Vân Uoc is a year 11 first generation Australian girl of Vietnamese parents. As a scholarship recipient, her presence at Crowthorne Grammar, an exclusive school in Melbourne, comes with pressure. Pressure to succeed. Her parents, have high expectations also. The expectation that she will rise to the top, train as a doctor, and become everything that they are not. It is a shame then, that Vân Uoc wants to be an artist, a secret that she dreads having to share with them knowing it will destroy them. Until that time Vân Uoc is the obedient daughter, studious and hard-working, she keeps her head down and gets on with the job at hand. However, after a chance experience in a writing workshop, a wish falls in her lap and in the moment she casts aside her lack of belief in all things magical, and wishes that the object of her secret desire, Billy Gardiner (jock, part-time comedian and heart throb) will fall in love with her. It’s a safe bet, she assumes, since he doesn’t even know she exists. Until, like magic, he starts to pay attention.
I read Wood’s novel Wildlife last year. I’ll admit that I found it a satisfactory read, albeit annoying. I’m not generally a fan of the whole poor rich kid scenario. It doesn’t speak to me. To be fair it’s probably my working class roots, and my own negative experience as the disadvantaged kid at the snooty school, clouding my judgement. Anyway, Cloudwish, is a spin off from this book. It is set in the same school with the same cast of characters. It is probably just as well then, that I didn’t know this before I read it, because I probably would have given it a miss. This would have been a huge shame because I loved this book for the very reason why I didn’t like Wildlife. You see Vân Uoc gives voice to the kid in school who, for economic reasons doesn’t fit in socially. Vân Uoc became my hero and not just because she got to the heart of what it is really like being the poor kid on school casual days.

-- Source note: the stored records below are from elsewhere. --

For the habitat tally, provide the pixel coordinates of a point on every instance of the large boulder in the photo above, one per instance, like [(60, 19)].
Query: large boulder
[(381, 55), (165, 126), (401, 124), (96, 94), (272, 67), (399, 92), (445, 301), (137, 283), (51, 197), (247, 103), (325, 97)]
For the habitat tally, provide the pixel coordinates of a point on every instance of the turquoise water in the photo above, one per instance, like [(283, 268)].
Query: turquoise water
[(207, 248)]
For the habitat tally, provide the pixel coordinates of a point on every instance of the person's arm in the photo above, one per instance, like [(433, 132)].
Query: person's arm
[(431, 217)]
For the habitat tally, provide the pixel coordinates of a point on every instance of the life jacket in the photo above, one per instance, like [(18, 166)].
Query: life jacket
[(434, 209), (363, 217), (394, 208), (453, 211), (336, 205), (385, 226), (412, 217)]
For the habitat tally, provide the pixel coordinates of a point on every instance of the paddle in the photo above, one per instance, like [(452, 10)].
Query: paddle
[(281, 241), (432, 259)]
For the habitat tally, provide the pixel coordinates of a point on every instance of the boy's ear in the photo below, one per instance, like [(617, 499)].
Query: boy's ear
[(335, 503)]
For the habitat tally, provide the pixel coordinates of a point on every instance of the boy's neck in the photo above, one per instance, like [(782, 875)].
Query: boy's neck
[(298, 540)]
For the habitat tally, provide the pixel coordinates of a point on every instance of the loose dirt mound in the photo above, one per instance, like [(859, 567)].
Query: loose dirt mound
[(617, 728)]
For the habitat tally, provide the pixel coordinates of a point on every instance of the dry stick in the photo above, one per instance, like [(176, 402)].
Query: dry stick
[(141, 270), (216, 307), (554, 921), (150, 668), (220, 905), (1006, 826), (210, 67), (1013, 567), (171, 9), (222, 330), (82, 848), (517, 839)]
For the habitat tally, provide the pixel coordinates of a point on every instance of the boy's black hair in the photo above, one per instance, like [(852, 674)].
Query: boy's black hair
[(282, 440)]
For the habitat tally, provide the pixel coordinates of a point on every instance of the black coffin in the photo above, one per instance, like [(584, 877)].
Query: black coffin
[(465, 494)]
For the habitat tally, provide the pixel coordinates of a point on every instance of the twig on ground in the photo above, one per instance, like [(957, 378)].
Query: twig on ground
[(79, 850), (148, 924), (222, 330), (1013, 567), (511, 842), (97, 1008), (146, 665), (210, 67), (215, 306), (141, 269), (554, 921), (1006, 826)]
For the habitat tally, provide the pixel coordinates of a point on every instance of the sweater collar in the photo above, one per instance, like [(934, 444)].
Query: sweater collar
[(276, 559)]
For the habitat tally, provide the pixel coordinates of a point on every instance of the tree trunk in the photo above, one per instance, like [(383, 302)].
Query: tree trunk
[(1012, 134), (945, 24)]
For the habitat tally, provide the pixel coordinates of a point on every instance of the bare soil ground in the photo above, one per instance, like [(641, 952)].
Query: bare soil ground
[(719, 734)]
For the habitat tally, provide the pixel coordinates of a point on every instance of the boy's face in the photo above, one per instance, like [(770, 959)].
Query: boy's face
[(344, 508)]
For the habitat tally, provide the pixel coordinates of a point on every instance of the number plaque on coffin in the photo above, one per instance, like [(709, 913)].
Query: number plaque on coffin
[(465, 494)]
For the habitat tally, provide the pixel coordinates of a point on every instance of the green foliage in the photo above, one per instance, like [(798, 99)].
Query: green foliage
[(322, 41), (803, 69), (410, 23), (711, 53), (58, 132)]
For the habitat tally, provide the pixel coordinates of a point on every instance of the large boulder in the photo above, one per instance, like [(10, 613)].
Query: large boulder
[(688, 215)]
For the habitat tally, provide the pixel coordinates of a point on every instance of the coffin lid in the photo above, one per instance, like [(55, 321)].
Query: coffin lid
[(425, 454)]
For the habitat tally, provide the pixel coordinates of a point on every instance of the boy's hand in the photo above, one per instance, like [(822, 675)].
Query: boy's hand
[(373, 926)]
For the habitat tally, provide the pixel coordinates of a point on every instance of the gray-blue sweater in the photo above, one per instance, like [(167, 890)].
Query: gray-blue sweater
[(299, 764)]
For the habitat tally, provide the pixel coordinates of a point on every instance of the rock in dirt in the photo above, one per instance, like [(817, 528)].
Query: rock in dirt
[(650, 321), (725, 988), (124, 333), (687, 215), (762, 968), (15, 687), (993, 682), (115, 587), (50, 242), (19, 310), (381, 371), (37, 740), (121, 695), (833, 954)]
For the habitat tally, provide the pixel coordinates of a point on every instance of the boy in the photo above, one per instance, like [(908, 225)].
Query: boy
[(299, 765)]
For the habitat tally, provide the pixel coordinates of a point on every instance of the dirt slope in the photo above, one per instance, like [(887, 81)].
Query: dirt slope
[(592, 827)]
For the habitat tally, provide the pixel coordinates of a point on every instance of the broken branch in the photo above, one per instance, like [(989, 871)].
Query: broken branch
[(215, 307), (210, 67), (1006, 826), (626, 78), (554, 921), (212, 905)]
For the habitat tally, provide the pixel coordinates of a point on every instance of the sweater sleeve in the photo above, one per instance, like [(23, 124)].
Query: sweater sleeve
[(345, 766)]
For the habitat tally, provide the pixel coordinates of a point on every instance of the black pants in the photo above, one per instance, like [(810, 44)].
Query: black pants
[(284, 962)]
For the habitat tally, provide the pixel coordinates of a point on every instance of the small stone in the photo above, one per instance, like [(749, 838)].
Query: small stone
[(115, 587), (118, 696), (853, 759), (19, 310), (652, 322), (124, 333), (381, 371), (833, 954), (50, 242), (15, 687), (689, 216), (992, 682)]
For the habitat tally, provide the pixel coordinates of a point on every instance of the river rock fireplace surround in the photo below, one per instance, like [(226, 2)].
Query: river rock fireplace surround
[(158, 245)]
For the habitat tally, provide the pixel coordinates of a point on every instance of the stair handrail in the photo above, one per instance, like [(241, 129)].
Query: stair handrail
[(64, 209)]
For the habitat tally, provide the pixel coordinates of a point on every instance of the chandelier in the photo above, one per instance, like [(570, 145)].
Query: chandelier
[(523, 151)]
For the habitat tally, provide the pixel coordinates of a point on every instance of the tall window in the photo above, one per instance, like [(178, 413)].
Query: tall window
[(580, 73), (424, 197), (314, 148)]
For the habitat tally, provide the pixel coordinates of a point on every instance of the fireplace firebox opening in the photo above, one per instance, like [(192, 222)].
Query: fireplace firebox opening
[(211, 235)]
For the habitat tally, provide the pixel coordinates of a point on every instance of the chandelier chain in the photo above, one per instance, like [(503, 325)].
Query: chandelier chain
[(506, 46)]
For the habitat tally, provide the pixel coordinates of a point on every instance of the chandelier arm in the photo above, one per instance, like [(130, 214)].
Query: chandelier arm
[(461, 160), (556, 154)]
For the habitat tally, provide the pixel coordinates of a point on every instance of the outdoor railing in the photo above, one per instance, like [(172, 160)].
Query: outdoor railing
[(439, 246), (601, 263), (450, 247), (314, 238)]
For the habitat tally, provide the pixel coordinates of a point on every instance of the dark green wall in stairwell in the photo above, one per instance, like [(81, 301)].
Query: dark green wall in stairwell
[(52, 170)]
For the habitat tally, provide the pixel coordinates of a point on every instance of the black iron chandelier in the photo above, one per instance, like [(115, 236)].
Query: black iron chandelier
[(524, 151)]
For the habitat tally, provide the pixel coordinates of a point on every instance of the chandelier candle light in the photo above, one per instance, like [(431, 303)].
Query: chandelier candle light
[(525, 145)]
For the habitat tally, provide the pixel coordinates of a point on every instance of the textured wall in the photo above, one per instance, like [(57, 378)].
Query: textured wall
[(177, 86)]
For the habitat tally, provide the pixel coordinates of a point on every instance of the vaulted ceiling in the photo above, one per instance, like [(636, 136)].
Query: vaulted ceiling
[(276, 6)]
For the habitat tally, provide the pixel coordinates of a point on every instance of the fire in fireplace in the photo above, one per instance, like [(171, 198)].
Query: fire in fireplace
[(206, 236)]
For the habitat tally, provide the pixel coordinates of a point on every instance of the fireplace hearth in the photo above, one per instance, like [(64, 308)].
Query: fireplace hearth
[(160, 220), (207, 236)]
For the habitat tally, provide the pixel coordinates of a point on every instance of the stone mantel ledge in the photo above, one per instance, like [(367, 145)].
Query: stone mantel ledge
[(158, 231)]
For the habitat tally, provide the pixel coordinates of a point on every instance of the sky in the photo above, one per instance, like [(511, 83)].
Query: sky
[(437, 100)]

There is so much to love about this book. Wood’s exploration of the migrant, in particular, refugee experience was illuminating. I appreciated the lengths she went to in breaking open the experience of being an ethnic minority, specifically Asian, in a culture where most norm references are distinctly white. The only thing I found a little disconcerting was that Wood chose for her protagonist to be Vietnamese. I understand that Vân Uoc qualifies her experiences by explaining that her parents were “old” when they had her, but I couldn’t help feeling that this story arrived 20-30 years too late. Surely this experience could have been more accurately recalled from the perspective of a Sudanese or Syrian girl?
This aside, I loved this story. I loved the way Wood meshed the impossible (the wish) with the real. It gave this story a quirky, unexpected feel, that kept surprising me to the very end. Cloudwish is an inspiring and enjoyable read with impressive originality. I recommend it strongly for students from the upper middle years onwards.
Cloudwish is released 1st September 2015.